The United States has approved a potential sale of missiles and related equipment to Taiwan worth $619 million to be used on its F-16 fighter jets, the Pentagon said Wednesday.

The approval by the State Department and formal notification to Congress the same day are almost certain to inflame tensions with Beijing, which regards Taiwan as part of its territory to be brought under its control by force if necessary.

An official at the department said Taiwan will use its funds to purchase the weapons and stressed the approval is in line with the Taiwan Relations Act, which allows Washington to assist the island in maintaining a sufficient self-defense capability.

Chinese Foreign Ministry spokeswoman Mao Ning said at a press conference Thursday that U.S. arms sales to Taiwan are "a serious violation of the one-China principle," and Beijing has been firmly opposed to them in a consistent manner.
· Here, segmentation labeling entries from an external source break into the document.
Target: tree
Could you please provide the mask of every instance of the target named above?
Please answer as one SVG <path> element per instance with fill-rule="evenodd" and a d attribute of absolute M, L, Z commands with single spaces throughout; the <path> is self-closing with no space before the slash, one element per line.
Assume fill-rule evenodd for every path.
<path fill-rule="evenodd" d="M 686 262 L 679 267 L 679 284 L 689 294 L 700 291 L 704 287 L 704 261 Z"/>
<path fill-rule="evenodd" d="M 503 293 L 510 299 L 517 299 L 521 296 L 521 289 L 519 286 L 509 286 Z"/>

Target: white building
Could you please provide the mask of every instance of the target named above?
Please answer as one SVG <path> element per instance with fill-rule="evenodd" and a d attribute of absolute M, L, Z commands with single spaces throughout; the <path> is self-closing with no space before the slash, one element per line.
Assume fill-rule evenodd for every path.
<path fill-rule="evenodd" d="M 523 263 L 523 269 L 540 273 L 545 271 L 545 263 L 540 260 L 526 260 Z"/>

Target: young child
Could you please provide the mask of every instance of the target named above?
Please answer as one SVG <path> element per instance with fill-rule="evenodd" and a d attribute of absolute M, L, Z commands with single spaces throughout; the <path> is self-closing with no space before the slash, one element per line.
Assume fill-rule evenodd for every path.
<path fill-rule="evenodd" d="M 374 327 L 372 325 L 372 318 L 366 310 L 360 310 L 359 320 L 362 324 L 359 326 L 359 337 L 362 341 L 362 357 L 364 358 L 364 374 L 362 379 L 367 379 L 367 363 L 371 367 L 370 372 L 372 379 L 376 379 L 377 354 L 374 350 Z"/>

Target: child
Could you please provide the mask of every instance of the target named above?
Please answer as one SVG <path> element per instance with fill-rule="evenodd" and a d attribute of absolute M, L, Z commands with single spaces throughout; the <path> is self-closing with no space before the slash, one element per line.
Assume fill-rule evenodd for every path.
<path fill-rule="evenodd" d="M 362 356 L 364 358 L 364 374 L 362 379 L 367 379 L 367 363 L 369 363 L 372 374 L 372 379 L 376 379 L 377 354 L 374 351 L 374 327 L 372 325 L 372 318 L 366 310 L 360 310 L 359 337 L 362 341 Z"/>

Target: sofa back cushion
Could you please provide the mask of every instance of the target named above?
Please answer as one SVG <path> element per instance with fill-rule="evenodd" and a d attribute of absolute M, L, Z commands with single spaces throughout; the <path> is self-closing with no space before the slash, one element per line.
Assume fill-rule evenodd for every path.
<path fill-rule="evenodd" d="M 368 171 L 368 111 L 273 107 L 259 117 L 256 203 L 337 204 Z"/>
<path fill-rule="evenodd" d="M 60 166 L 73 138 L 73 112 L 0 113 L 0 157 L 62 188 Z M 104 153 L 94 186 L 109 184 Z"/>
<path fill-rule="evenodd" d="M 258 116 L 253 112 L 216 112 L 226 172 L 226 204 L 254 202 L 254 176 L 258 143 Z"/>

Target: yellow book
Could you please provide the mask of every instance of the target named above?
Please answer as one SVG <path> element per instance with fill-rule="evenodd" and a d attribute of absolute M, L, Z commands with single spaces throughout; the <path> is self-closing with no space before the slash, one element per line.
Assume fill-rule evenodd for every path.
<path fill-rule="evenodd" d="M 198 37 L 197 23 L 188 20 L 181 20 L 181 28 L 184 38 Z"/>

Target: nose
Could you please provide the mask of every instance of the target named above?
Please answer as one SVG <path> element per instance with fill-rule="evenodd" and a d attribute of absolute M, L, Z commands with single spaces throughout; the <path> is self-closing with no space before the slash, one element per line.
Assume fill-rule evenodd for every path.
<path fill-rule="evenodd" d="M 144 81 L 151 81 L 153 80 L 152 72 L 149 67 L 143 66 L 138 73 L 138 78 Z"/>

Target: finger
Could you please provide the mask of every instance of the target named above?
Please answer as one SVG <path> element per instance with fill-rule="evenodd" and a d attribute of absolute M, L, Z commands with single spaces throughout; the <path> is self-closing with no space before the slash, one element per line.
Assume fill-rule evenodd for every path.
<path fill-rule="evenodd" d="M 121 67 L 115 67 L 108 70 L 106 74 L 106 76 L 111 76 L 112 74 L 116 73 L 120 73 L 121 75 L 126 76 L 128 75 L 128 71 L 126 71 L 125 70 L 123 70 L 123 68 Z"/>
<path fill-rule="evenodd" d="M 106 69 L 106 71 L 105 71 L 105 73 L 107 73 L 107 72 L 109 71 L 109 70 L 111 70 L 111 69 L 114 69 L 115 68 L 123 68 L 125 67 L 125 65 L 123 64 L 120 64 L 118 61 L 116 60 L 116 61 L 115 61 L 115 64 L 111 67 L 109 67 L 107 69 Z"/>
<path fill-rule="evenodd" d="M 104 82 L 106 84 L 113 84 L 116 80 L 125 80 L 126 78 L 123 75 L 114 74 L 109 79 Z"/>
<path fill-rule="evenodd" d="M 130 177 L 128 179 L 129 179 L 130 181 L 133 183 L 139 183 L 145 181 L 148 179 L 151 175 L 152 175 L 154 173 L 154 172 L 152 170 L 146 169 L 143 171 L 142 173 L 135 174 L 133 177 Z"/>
China urges the United States to stop creating tension in the Taiwan Strait and says that it will continue taking resolute and forceful measures to firmly defend its sovereignty and security interests, she said.

The contractors for the munitions and equipment will be Raytheon Missiles and Defense and Lockheed Martin, according to the U.S. Defense Security Cooperation Agency.

"The proposed sale will help improve the security of the recipient and assist in maintaining political stability, military balance and economic progress in the region," the agency said.